Paris - DPA
France's Yellow Vest movement took to the streets en masse on Saturday for the fourth week running, even though the fuel tax rises that sparked their protests have been cancelled.
But President Emmanuel Macron's government was able to claim a partial victory, as a major police mobilization helped avoid the running battles that marred protests in Paris last week.
With official figures showing 125,000 protesters across France, Prime Minister Edouard Philippe said it was time for dialogue, "to knit our national unity back together."
Macron, who has been silent since last week's violent scenes in the capital, would soon propose measures "to nurture this dialogue," the prime minister said.
The day's calm was only relative: Police clashed with protesters in several areas of Paris, often resorting to tear gas and water cannon. Local media reported violent clashes in the south-western city of Bordeaux.
Security forces arrested 1,385 people across France, with 985 held for questioning, Interior Minister Christophe Castaner said.
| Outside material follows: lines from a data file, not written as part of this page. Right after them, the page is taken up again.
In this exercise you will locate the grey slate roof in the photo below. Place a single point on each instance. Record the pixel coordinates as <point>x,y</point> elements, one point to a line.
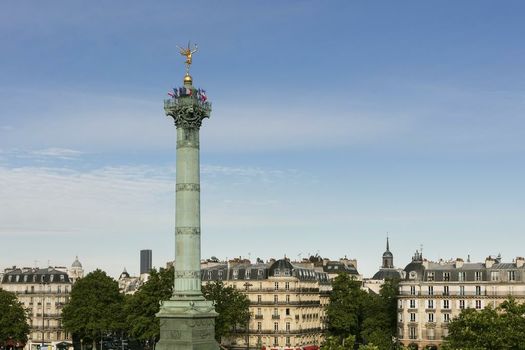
<point>47,275</point>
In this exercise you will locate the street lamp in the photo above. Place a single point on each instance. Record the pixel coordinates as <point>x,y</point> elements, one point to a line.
<point>247,286</point>
<point>43,283</point>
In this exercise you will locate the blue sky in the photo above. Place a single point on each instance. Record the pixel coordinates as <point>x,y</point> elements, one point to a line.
<point>333,123</point>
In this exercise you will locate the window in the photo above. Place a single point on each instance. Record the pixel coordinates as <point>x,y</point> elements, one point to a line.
<point>412,333</point>
<point>461,276</point>
<point>478,276</point>
<point>446,276</point>
<point>430,276</point>
<point>494,275</point>
<point>446,290</point>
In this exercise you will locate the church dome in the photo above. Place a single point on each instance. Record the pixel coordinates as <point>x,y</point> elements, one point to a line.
<point>76,263</point>
<point>388,254</point>
<point>281,267</point>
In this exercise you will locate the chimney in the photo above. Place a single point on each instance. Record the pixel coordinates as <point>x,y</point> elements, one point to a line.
<point>459,263</point>
<point>489,261</point>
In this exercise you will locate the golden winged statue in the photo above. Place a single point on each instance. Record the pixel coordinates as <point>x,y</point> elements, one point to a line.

Some 118 protesters were injured, mostly in traffic accidents, Castaner said, compared to 220 last week. Only 17 members of security forces were injured, down from 284 last Saturday.
Gendarmerie police said they had checked more than 5,000 people on the roads around the capital in the morning, confiscating potential weapons and protective equipment.
From the early morning, police let hundreds of the protesters, clad in the fluorescent yellow safety bibs that have become the movement's symbol, filter onto the Champs-Elysees after careful searches.
Better preparations by authorities paid off in other ways too.
On the Grands Boulevards running through the north of the capital, roadworks barriers and metal street furniture had been taken away, leaving less material than last week for radical leftist protesters to build barricades with.
The French capital's Right Bank was unusually quiet for a Saturday, with few signs of the usual motor traffic or crowds of tourists.
Many shops and restaurants were boarded up, fearing a repeat of last week's vandalism.
The relative calm seemed to owe more to the revised police tactics than to the government's decision on Wednesday to cancel the petrol and diesel tax rises that had been due to take effect next year.
The number of protesters was only marginally down on last week. In Paris, at 10,000 according to Castaner, it was up on last week's official estimate of 5,500.
Yellow Vest protesters in the capital seemed unimpressed by the government's concessions, as chants of "Macron, resign," rang out.
"You know, that's all just for show," one Yellow Vest protester, who was joining in on-off blockades of traffic on the Place de la Bastille, told dpa when asked about the government climbdown.
Jeremy, 36, a local government official from a region near Paris, said people felt that their tax money was "being robbed."
"When you see how those who govern us live!", he added. "We want some justice too, a fairer distribution of wealth."
With the far right and radical left both trying to ride the movement's bandwagon in France, foreign voices joined the fray too.
Steve Bannon, the former strategist of US President Donald Trump, said at an event on Saturday in Brussels that the Yellow Vests in France are the "exact same type of people" that voted for Trump and for Brexit.
Left-wing Canadian author and anti-globalization icon Naomi Klein meanwhile wrote on Twitter that the protests showed the need for a new approach to climate policy. "Neo-liberal" pro-business climate action was seen as "a class war, because it is," Klein tweeted.
The protests have spilled over from France into Belgium and the Netherlands.
On Saturday, hundreds of people took to the streets in the Netherlands demanding that Dutch Prime Minister Mark Rutte step down and their country exit the EU, among other things.
In Brussels, about 400 people were arrested at the protests, with 1,000 people taking part according to police.